Crítica: A Múmia
No cinema, em um tempo em que (ainda) não havia super-heróis, já existiam os monstros. Monstros que nasceram da literatura, ganharam suas versões na telona e receberam todo o prestígio e admiração de muitos. Drácula, o Homem Invisível, o Fantasma da Ópera, o Lobisomem, a Noiva de Frankenstein e, claro, Frankenstein, tiveram seus próprios filmes no decorrer das décadas de 30 e 40, todos produzidos pela Universal Pictures. Os filmes do Universal Monsters representam um período brilhante não só para a história do estúdio como também para o cinema como um todo.
Vi, ao longo dos anos, todas essas criaturas serem consideradas clássicas, e até ontem estes também eram seres irretocáveis. Hoje, nem tanto. A Universal estudou por um bom tempo (ainda mais após o sucesso de bilheteria de Drácula: A História Nunca Contada) a possibilidade de refazer todas as histórias de seus monstros clássicos e, assim, criar um verdadeiro universo compartilhado, exatamente igual aquele que tanto vemos com os heróis da Marvel e DC. Essa é uma novidade muito bem-vinda para todos os cinéfilos que amam histórias antigas com estilo sombrio e gótico, e que agora ganharão uma nova roupagem para novas gerações. Se recentemente fomos presenteados com Penny Dreadful na televisão, também teremos esse tipo de abordagem no cinema mais uma vez.
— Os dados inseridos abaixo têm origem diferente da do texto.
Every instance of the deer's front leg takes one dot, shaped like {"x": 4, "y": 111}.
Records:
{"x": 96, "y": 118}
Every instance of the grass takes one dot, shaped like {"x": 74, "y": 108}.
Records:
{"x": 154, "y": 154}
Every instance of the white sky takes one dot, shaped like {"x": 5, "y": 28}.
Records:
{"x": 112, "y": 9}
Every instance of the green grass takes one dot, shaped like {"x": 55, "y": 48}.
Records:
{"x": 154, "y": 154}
Dentre os monstros que citei acima, ainda há mais um que eu não citei propositalmente, porque esse texto será dedicado somente a ele: A Múmia. A Universal decidiu iniciar seu Dark Universe (saiba mais sobre o projeto aqui) com uma personagem icônica que não surgiu da literatura, mas sim diretamente do filme de 1932. A Múmia já passou por várias refilmagens – incluindo uma de 59 com Christopher Lee como o sacerdote Kharis e os três longas com Brendan Fraser, sendo o último lançado em 2008 – mas era claro que, como este personagem foi o escolhido para dar o pontapé inicial ao Dark Universe, era necessário dar aquele start over em tudo.
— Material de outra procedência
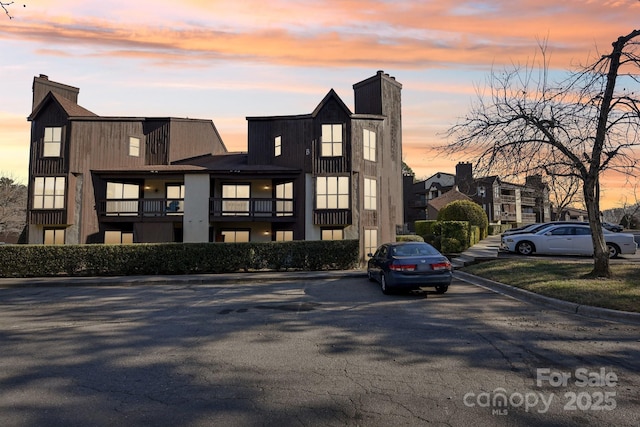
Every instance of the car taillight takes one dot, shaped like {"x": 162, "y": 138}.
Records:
{"x": 441, "y": 266}
{"x": 402, "y": 267}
E foi o que fizeram! Estrelando o longa, temos Tom Cruise e Sofia Boutella como Nick Morton e Princesa Ahmanet, respectivamente. O tom do filme é muito mais de aventura e ação do que mistério e terror, fator determinante para o público-alvo deste projeto. Portanto, se você quer algo 100% sombrio, vai encontrar apenas na personagem-título e no primeiro ato do filme, quando vamos descobrindo o passado de Ahmanet e suas motivações. Colocando isso de lado, o que vemos em tela é uma trama divertida e dinâmica que, visualmente, até consegue remeter ao game Uncharted em alguns momentos.
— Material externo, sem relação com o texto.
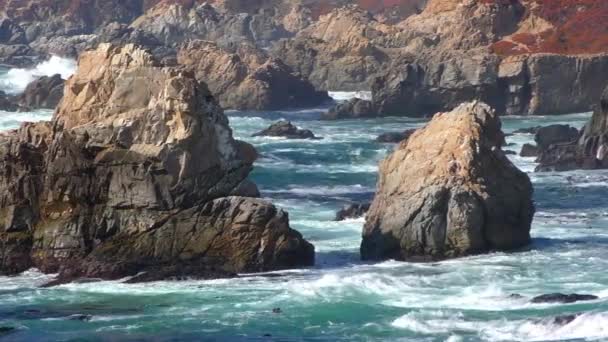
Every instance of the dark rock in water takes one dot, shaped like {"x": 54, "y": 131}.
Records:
{"x": 589, "y": 151}
{"x": 351, "y": 109}
{"x": 565, "y": 319}
{"x": 395, "y": 137}
{"x": 8, "y": 103}
{"x": 45, "y": 92}
{"x": 563, "y": 298}
{"x": 460, "y": 199}
{"x": 134, "y": 177}
{"x": 352, "y": 211}
{"x": 529, "y": 150}
{"x": 529, "y": 130}
{"x": 287, "y": 130}
{"x": 555, "y": 134}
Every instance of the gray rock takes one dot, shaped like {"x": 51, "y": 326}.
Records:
{"x": 460, "y": 199}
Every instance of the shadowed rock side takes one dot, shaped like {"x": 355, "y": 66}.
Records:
{"x": 449, "y": 191}
{"x": 135, "y": 173}
{"x": 590, "y": 151}
{"x": 248, "y": 79}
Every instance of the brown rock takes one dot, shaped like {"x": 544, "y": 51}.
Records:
{"x": 449, "y": 191}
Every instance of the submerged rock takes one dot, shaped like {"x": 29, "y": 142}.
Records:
{"x": 135, "y": 175}
{"x": 555, "y": 134}
{"x": 354, "y": 210}
{"x": 563, "y": 298}
{"x": 287, "y": 130}
{"x": 529, "y": 150}
{"x": 395, "y": 137}
{"x": 449, "y": 191}
{"x": 351, "y": 109}
{"x": 589, "y": 151}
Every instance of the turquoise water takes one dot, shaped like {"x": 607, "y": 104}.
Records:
{"x": 342, "y": 298}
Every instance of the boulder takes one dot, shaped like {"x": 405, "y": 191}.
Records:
{"x": 287, "y": 130}
{"x": 529, "y": 150}
{"x": 395, "y": 137}
{"x": 350, "y": 211}
{"x": 563, "y": 298}
{"x": 449, "y": 191}
{"x": 248, "y": 79}
{"x": 589, "y": 151}
{"x": 351, "y": 109}
{"x": 136, "y": 174}
{"x": 44, "y": 92}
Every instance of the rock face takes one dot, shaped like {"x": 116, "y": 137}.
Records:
{"x": 395, "y": 137}
{"x": 45, "y": 92}
{"x": 136, "y": 173}
{"x": 287, "y": 130}
{"x": 351, "y": 109}
{"x": 449, "y": 191}
{"x": 590, "y": 151}
{"x": 249, "y": 79}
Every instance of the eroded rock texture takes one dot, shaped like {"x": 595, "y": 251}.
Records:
{"x": 136, "y": 173}
{"x": 449, "y": 191}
Ainda sobre o tom do filme, não é que A Múmia não seja sombrio, mas o personagem de Tom Cruise, um soldado americano que escava tumbas e caça relíquias para ganhar uma graninha extra (Nathan Drake disse oi!), é aquele tipo de homem canastrão e quer sempre estar um passo à frente de todos. Ele mantém a trama leve, ao mesmo tempo em que vemos o balanceamento disso com Sofia Boutella, que traz todo o terror e maldade da Múmia para a história. Aliás, o casting de ambos os personagens foi absolutamente perfeito, não há como negar.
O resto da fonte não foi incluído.